Dalam rapat yang dimulai pukul 10.00 WITA ini, hadir Kepala Badan Kesatuan Bangsa dan Politik (Kesbangpol) Kabupaten Bombana, dr. H. Sunandar, MM.Kes, didampingi Sekretaris Badan, Drs. Budiman, MM, dan Kasubag Perencanaan, Hj. Seniwati. Selain itu, anggota DPRD dari berbagai komisi turut serta, bersama stakeholder terkait yang memberikan kontribusi dalam pembahasan ini.
Pembahasan Anggaran Fokus pada Kebutuhan Daerah
Pembahasan kali ini difokuskan pada evaluasi dan usulan perubahan alokasi anggaran yang diajukan oleh masing-masing Organisasi Perangkat Daerah (OPD). Tujuannya adalah memastikan agar perubahan anggaran tersebut sesuai dengan prioritas pembangunan daerah dan kebutuhan masyarakat Bombana.
Ketua salah satu komisi DPRD menyampaikan pentingnya pembahasan yang matang untuk menjamin efektivitas penggunaan anggaran. “Kami ingin memastikan setiap perubahan alokasi anggaran benar-benar mencerminkan kebutuhan masyarakat, tidak hanya sekadar angka di atas kertas,” ujarnya dalam sesi diskusi.
Pemerintah daerah melalui perwakilan OPD yang hadir turut memberikan klarifikasi atas berbagai masukan yang diajukan oleh anggota DPRD. Beberapa fokus utama yang dibahas meliputi sektor pendidikan, kesehatan, infrastruktur, dan pemberdayaan masyarakat, yang dianggap sebagai prioritas utama dalam Perubahan APBD Tahun Anggaran 2024.
“Kami berharap usulan ini dapat diakomodasi dengan baik agar program-program prioritas bisa terealisasi secara optimal,” ujar Kepala Kesbangpol, dr. H. Sunandar, dalam penjelasannya kepada peserta rapat.

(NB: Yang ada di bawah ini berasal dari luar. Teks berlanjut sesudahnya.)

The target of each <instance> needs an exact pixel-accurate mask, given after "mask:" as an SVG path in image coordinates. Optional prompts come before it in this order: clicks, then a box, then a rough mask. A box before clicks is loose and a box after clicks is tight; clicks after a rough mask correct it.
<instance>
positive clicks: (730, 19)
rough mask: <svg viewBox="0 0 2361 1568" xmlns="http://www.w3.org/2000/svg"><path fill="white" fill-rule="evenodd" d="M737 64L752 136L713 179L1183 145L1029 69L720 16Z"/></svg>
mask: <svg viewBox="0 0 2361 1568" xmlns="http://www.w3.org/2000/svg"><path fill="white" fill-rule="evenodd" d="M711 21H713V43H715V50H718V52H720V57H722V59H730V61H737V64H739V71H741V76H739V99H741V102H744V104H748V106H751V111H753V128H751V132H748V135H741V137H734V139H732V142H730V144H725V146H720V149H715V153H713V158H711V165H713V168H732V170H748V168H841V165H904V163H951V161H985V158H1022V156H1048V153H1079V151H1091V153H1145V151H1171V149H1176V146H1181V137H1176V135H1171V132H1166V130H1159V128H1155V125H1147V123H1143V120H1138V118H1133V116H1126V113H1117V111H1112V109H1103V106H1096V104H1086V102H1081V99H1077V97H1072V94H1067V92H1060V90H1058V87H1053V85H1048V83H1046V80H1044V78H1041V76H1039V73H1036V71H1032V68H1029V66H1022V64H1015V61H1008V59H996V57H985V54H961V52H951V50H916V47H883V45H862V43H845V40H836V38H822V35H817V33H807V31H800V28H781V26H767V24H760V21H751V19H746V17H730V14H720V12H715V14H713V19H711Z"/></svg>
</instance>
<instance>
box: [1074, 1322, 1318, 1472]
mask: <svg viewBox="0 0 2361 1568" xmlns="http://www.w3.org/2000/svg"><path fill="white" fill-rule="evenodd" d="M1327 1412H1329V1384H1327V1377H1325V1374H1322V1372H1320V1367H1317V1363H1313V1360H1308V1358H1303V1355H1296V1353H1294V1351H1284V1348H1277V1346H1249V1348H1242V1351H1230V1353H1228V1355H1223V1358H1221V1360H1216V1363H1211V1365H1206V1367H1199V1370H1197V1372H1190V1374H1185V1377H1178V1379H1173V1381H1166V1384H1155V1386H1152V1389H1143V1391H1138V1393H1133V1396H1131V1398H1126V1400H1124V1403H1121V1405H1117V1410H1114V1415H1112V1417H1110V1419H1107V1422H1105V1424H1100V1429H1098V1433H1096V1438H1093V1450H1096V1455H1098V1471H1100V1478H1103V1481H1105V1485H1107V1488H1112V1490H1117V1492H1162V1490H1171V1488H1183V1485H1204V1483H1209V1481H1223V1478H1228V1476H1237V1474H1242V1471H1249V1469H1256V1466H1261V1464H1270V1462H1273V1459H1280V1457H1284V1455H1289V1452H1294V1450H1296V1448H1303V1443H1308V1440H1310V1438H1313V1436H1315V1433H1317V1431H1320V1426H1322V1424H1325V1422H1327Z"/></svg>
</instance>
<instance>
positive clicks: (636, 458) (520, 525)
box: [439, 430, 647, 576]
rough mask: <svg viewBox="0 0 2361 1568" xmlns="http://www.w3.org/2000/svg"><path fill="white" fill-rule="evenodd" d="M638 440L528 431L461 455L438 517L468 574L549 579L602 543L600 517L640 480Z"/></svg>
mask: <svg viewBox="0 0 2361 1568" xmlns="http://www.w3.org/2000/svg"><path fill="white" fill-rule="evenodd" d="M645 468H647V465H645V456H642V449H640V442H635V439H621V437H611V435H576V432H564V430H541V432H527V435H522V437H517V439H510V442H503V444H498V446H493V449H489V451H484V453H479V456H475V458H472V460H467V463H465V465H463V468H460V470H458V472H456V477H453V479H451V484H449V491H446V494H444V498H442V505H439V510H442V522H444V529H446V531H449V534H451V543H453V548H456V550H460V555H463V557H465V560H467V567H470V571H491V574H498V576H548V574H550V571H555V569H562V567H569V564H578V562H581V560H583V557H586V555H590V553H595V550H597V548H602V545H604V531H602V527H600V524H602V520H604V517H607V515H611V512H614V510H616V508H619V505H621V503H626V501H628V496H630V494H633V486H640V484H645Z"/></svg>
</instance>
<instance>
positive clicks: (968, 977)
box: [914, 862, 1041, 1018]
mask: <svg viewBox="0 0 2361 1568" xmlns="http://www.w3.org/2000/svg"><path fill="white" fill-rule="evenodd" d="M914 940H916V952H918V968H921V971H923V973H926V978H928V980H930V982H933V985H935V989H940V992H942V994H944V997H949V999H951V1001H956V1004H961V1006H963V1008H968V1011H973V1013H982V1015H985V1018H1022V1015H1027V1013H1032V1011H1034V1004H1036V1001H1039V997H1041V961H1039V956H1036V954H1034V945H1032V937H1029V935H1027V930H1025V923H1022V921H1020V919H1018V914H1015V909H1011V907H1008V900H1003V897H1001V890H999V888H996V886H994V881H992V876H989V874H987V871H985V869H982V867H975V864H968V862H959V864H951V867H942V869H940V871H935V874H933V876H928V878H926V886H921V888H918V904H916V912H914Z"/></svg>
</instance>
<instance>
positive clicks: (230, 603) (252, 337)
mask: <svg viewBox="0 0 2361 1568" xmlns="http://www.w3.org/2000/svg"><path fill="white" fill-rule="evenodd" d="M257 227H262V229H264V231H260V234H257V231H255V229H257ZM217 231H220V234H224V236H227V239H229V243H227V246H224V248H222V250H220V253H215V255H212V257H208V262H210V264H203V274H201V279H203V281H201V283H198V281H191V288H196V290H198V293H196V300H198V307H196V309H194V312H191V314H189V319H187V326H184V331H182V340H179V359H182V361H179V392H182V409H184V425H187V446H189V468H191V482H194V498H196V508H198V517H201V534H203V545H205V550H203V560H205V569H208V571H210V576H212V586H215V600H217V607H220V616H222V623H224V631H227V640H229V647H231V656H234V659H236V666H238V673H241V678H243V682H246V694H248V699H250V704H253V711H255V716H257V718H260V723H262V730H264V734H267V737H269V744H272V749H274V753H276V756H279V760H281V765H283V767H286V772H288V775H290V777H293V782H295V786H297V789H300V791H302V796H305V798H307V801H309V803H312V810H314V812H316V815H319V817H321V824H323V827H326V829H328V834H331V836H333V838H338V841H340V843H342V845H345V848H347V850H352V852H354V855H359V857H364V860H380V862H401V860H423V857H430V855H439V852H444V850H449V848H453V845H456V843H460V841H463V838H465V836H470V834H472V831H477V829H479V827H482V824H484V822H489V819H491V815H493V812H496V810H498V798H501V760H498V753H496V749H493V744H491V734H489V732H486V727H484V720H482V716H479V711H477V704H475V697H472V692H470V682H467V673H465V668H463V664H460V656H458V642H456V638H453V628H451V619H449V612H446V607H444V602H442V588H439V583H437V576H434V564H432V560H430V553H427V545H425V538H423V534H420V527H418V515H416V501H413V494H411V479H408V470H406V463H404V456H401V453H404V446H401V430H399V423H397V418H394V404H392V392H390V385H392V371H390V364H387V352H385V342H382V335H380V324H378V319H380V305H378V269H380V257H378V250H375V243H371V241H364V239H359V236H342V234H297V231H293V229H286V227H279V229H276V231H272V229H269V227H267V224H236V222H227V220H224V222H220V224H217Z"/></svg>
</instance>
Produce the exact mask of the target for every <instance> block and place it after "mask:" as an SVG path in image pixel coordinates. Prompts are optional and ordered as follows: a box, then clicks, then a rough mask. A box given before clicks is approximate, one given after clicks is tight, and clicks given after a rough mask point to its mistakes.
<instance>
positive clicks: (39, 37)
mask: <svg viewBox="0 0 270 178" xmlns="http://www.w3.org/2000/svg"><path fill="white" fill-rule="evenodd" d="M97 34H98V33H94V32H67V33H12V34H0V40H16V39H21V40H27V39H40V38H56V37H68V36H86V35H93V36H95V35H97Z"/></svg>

Proses Demokratis dan Transparan
Pembahasan Raperda ini tidak hanya menjadi wadah diskusi antar instansi, tetapi juga mencerminkan transparansi dalam pengelolaan keuangan daerah. Anggota DPRD aktif mengajukan pertanyaan serta memberikan masukan, terutama pada usulan anggaran yang dinilai membutuhkan penyesuaian.
Drs. Budiman, MM, Sekretaris Kesbangpol, menambahkan bahwa kolaborasi antara pemerintah daerah dan DPRD merupakan kunci keberhasilan pengelolaan anggaran. “Diskusi seperti ini penting untuk menyelaraskan visi pembangunan. Setiap keputusan harus berdasarkan kepentingan bersama, terutama masyarakat Bombana,” ungkapnya.
Rapat ini menjadi langkah awal dalam proses panjang penyempurnaan Raperda Perubahan APBD sebelum disetujui menjadi Peraturan Daerah (Perda). Proses ini akan dilanjutkan pada sesi-sesi pembahasan mendatang dengan agenda yang lebih rinci dan teknis.
Harapan untuk Dampak Positif
Melalui pembahasan ini, DPRD Bombana berharap dapat memastikan bahwa anggaran yang diusulkan benar-benar berdampak positif bagi pembangunan daerah. Sektor prioritas, seperti infrastruktur desa, pelayanan kesehatan, dan pendidikan, menjadi perhatian utama dalam penyesuaian anggaran.
“Kami berkomitmen untuk menjaga transparansi dan akuntabilitas dalam setiap tahapan pembahasan. Ini adalah amanah besar yang harus kami jalankan dengan sebaik-baiknya,” tegas salah seorang anggota DPRD.
Diharapkan, Perubahan APBD Tahun Anggaran 2024 ini mampu mendukung tercapainya target pembangunan daerah, memperkuat pelayanan publik, dan meningkatkan kesejahteraan masyarakat.
Dengan adanya kolaborasi yang kuat antara pemerintah daerah, DPRD, dan masyarakat, Kabupaten Bombana optimis dapat menciptakan tata kelola anggaran yang lebih baik, efektif, dan berorientasi pada kebutuhan nyata di lapangan. Proses pembahasan akan terus dilanjutkan hingga tercapai keputusan yang terbaik untuk semua pihak.